Was bedeutet “pH-Balance”?

Die pH-Balance bezieht sich auf ein ausgewogenes Verhältnis zwischen Säure und Basen im Körper. Wenn Du deinen Körper auf einem gesunden pH-Wert hältst, kannst Du verhindern, dass Mikroben,Organismen, das Gewebe und Organe geschädigt werden, Mineralien abgebaut werden und das Immunsystem geschwächt wird.

Eine im Journal of Environmental and Public Health veröffentlichte Studie besagt: Es ist allgemein anerkannt, dass Menschen heutzutage eher eine Magnesium-, Kalium- sowie Ballaststoffearme Ernährung haben. Im Vergleich essen Sie zu viel einfache Zucker, Natrium und Chlorid. Auch gesättigte Fettsäuren wurden im laufe der Jahre deutlich verringert. Dies führt insgesamt zu einer Ernährung, die eine metabolische Azidose induzieren kann, die nicht mit unseren genetisch bestimmten Nährstoffanforderungen übereinstimmt.

Der beste Weg, um den pH-Wert auszugleichen ist es, viele nährstoffreiche und basische Lebensmittel zu konsumieren und die Aufnahme von verarbeiteten Lebensmitteln begrenzen. Da so viele verschiedene Faktoren – Darmgesundheit, Stress, Schlaf, Medikamente und Anamnese – auch den inneren pH-Wert beeinflussen, können auch andere Lebensgewohnheiten zur Wiederherstellung der pH-Balance hilfreich sein.

Warum ist die pH-Balance der Schlüssel für ein gesundes Leben?

Was wir “pH” (pondus Hydrogenii) nennen, ist eine Abkürzung für das “Gewicht des Wasserstoffs” oder das Maß für die Wasserstoffionenkonzentration einer Lösung.

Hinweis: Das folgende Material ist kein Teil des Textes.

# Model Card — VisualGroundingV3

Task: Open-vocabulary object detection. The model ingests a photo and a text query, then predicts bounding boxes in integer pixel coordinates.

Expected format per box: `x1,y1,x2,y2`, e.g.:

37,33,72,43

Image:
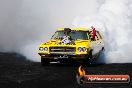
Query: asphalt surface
0,53,132,88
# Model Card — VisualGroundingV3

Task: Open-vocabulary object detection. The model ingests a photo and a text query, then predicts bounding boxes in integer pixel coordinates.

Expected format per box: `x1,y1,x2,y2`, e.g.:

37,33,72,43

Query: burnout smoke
73,0,132,63
0,0,132,63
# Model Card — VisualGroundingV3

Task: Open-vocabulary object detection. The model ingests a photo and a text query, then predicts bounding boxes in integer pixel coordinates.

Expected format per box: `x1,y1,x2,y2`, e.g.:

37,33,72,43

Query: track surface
0,53,132,88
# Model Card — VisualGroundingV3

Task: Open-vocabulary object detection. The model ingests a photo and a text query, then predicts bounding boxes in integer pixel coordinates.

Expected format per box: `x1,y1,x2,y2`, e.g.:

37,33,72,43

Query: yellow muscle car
38,28,104,65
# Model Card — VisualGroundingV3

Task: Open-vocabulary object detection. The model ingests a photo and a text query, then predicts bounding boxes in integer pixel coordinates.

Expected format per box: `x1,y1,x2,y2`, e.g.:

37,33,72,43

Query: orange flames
78,66,85,76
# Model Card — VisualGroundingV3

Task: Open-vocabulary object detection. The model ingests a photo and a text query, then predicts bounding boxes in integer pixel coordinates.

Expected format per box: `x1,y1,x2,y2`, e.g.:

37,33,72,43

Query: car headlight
44,47,48,51
39,47,48,51
78,47,87,52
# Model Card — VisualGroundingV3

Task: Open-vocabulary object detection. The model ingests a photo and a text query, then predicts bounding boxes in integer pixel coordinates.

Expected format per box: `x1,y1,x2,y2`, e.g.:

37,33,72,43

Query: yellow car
38,28,104,65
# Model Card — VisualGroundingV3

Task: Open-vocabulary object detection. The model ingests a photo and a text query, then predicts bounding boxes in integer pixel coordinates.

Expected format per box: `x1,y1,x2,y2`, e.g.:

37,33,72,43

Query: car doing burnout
38,28,104,65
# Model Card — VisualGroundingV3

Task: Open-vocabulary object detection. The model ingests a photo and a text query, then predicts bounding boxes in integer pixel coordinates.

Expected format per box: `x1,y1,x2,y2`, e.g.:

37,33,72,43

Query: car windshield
51,31,88,40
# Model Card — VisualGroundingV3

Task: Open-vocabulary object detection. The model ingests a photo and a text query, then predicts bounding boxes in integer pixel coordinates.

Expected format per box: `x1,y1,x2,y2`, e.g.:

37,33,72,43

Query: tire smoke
0,0,132,63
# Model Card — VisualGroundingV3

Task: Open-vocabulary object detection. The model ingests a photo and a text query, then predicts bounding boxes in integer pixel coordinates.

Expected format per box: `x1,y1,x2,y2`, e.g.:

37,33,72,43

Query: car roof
57,28,90,31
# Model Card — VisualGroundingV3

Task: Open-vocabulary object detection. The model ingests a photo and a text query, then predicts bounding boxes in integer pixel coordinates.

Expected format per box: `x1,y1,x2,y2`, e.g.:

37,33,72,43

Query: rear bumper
39,53,88,61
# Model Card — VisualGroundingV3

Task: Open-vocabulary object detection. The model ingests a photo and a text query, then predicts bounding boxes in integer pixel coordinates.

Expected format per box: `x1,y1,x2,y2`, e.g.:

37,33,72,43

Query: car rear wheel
41,57,50,66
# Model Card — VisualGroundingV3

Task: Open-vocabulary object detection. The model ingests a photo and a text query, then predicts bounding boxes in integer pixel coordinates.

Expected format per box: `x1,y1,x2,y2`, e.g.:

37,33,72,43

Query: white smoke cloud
73,0,132,63
0,0,132,63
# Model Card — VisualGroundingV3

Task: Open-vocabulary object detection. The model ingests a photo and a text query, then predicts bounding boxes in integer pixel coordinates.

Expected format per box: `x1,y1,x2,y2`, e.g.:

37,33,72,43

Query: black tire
41,57,50,66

Der pH-Wert ist auch ein Maß für die Säure oder Alkalinität der Körperflüssigkeiten. Er wird auf einer pH-Skala im Bereich von 0 bis 14 gemessen. Je saurer eine Lösung ist, desto niedriger ist ihr pH-Wert. Je alkalischer eine Lösung ist, desto höher ist die pH-Zahl. Die Acidität (Azidität) oder Alkalität verschiedener Lösungen, einschließlich menschlichem Blut, aber auch viele andere außerhalb des Körpers (wie der Ozean), sind auf der pH-Skala angegeben.

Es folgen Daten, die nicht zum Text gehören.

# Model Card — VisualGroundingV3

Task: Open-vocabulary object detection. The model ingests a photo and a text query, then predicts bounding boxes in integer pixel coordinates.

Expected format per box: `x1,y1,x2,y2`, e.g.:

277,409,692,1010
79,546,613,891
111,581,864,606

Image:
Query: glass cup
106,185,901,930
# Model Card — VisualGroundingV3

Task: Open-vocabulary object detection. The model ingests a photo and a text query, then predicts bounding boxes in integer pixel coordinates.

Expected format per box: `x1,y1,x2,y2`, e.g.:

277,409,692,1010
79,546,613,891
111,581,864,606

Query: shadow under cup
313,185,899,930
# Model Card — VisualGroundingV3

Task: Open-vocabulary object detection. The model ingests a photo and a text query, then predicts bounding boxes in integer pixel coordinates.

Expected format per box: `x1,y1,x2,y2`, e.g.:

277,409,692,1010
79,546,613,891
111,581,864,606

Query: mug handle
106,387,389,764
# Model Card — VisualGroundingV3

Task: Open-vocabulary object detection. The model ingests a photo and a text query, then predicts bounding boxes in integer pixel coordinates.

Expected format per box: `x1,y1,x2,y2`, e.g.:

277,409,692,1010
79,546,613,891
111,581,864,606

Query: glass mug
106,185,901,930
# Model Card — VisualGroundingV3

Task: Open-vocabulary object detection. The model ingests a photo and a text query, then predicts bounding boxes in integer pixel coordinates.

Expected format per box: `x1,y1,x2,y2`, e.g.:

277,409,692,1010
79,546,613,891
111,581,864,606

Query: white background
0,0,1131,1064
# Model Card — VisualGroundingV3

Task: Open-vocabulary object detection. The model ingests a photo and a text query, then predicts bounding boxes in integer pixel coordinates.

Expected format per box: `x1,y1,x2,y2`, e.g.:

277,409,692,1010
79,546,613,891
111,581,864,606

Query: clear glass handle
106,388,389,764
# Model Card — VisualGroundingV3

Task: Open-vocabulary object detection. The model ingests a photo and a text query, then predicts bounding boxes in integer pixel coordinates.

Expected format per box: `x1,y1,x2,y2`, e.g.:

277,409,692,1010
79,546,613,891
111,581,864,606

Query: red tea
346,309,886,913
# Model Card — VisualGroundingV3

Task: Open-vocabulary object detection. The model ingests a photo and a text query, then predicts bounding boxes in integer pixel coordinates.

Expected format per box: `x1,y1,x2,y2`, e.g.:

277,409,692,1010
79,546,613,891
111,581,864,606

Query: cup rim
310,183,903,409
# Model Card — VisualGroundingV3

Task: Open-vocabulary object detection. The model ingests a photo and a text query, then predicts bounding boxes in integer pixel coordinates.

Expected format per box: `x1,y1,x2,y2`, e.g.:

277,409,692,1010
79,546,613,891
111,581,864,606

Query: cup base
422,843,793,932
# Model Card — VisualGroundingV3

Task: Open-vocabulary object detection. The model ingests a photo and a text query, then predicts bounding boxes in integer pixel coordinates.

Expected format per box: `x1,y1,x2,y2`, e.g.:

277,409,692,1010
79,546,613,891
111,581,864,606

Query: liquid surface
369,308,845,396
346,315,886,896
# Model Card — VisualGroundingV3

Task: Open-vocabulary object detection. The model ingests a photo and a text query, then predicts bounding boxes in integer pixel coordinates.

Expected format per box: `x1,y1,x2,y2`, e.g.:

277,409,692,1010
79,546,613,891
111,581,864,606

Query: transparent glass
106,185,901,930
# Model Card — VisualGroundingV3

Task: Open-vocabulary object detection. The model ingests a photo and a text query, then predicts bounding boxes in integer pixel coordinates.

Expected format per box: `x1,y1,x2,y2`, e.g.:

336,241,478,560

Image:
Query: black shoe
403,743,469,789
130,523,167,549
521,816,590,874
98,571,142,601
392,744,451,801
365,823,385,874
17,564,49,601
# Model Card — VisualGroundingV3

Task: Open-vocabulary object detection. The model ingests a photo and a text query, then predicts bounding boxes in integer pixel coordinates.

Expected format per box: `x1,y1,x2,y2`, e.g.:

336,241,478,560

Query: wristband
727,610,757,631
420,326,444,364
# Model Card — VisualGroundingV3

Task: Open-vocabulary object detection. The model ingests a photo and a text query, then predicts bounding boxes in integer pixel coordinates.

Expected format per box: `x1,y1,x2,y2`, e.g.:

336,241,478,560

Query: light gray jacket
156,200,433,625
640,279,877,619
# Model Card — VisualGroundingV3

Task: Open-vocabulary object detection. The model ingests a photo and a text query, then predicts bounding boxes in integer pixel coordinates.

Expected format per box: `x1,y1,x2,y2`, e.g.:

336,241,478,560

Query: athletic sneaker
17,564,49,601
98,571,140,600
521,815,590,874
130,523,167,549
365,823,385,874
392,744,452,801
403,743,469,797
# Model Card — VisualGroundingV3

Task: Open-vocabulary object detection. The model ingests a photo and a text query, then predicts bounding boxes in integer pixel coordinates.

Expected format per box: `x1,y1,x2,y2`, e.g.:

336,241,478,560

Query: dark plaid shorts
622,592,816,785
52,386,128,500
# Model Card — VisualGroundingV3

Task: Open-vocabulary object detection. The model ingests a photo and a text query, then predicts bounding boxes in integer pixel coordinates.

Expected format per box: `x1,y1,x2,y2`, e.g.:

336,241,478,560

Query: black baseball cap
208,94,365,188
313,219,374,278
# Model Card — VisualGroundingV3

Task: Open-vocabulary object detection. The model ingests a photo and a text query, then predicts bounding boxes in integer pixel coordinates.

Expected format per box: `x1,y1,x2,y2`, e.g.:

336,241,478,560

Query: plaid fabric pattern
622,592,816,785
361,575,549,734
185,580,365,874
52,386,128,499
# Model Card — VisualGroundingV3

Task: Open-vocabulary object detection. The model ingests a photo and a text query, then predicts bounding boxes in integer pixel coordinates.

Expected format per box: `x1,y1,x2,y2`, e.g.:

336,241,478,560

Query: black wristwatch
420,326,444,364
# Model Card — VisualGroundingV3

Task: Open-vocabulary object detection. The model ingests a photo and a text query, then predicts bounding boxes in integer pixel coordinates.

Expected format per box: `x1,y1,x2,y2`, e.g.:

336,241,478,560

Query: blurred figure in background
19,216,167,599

Was sollte der pH-Wert des Körpers im Idealfall sein? Hier ist eine grundlegende pH-Balance-Tabelle:

  • Ein pH-Wert von 7 gilt als neutral. “Neutral” bedeutet, dass es ebenso sauer wie alkalisch ist.
  • Der gesündeste pH-Wert für den menschlichen Körper ist etwas alkalischer/basischer als sauer.
  • Wie alkalisch sollte dein Körper sein? Optimal wollen wir unseren Körper bei einem pH von 7,365 bis 7,45 halten.
  • Der pH-Wert schwankt im Laufe des Tages. Das hängt von mehreren Faktoren ab (mehr dazu unten). Der durchschnittliche Bereich liegt zwischen 6 und 7,5.

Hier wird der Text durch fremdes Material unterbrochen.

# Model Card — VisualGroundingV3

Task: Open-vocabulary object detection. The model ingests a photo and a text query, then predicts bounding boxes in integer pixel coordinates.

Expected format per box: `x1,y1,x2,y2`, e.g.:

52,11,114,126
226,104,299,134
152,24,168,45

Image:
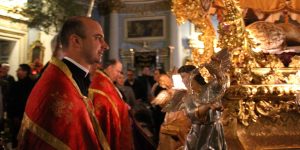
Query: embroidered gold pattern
89,89,121,130
51,91,73,124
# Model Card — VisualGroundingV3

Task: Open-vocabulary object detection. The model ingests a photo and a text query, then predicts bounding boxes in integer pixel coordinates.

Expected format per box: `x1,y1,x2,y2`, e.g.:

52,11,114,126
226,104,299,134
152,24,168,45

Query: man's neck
64,56,89,75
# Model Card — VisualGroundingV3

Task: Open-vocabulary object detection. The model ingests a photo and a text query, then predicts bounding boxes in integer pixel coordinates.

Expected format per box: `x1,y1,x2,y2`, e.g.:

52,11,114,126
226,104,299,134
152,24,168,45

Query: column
109,10,119,59
170,13,183,69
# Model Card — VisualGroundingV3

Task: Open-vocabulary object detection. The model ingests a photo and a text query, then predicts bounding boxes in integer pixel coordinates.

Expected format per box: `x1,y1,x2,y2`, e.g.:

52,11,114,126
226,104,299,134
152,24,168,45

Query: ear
69,34,82,47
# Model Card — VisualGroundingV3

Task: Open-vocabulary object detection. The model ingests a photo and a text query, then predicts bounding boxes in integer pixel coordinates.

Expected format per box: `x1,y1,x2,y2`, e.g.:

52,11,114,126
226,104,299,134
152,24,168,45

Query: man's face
108,63,122,81
127,71,134,81
17,68,27,79
153,70,160,82
82,20,109,64
117,74,125,85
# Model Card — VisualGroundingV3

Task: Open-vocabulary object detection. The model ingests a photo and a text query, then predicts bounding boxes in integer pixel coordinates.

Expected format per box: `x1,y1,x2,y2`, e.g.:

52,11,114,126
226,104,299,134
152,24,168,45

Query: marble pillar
109,10,120,59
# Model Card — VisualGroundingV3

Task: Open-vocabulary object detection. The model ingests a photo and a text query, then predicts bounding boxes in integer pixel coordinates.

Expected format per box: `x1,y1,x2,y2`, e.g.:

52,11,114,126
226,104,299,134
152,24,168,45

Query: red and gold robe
89,70,133,150
19,58,109,150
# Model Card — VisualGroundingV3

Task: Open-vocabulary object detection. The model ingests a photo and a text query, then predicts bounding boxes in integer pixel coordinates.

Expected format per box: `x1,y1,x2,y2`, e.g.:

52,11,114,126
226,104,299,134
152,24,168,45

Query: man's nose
102,41,109,50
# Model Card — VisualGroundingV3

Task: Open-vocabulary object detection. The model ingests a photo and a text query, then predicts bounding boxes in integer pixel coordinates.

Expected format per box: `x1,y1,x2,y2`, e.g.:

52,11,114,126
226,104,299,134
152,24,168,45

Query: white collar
64,56,89,77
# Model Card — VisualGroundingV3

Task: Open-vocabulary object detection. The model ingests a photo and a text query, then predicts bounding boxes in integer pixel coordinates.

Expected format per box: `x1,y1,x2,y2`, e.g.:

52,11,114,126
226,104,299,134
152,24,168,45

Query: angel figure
163,50,230,150
151,72,191,150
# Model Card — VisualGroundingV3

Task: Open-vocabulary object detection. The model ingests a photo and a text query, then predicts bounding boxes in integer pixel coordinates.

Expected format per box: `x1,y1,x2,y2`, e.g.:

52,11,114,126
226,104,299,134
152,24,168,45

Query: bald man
89,59,133,150
19,16,109,150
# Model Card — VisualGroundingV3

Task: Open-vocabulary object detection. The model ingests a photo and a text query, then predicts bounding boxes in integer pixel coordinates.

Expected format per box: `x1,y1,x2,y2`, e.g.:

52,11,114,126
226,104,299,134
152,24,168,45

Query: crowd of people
0,16,226,150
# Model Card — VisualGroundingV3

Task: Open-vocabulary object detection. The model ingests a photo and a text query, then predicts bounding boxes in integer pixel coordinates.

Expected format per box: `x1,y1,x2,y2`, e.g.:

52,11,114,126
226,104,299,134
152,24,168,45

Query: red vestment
89,70,133,150
19,58,109,150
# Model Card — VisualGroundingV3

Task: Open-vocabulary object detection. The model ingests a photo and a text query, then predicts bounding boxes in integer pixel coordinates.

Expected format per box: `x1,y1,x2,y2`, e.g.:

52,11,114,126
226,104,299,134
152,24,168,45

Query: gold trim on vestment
19,113,71,150
50,57,110,150
89,88,121,130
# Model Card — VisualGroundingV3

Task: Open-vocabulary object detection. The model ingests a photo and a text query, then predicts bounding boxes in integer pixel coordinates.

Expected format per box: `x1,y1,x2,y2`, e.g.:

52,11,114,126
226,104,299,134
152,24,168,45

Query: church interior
0,0,300,150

Alkalische bzw. basische Diäten, die zur Wiederherstellung des richtigen pH-Werts beitragen, wurden mit gesundheitlichen Verbesserungen in Verbindung gebracht, darunter:

  • Schutz gegen Plaquebildung in Blutgefäßen
  • Verhinderung der Ansammlung von Kalzium im Urin
  • Prävention von Nierensteinen und Nierenerkrankungen
  • Reduzierte Entzündung und chronische Schmerzen
  • Stärkere Knochen / bessere Knochenmineraldichte
  • Reduktion von Muskelschwund oder Krämpfen
  • Erhöhter Schutz gegen chronische Krankheiten wie Bluthochdruck, Diabetes und Arthritis
  • Besserer Schutz vor Vitamin-D-Mangel und damit verbundenen Folgen
  • Vieles mehr

Die Ursachen von pH-Ungleichgewicht

Die Definition von Azidose (Übersäuerung) im Merck-Handbuch lautet: “Überproduktion von Säure im Blut oder übermäßiger Bikarbonatverlust aus dem Blut (metabolische Azidose) oder eine Ansammlung von Kohlendioxid im Blut, die auf eine schlechte Lungenfunktion oder eine gestörte Atmung (respiratorische Azidose) zurückzuführen ist.”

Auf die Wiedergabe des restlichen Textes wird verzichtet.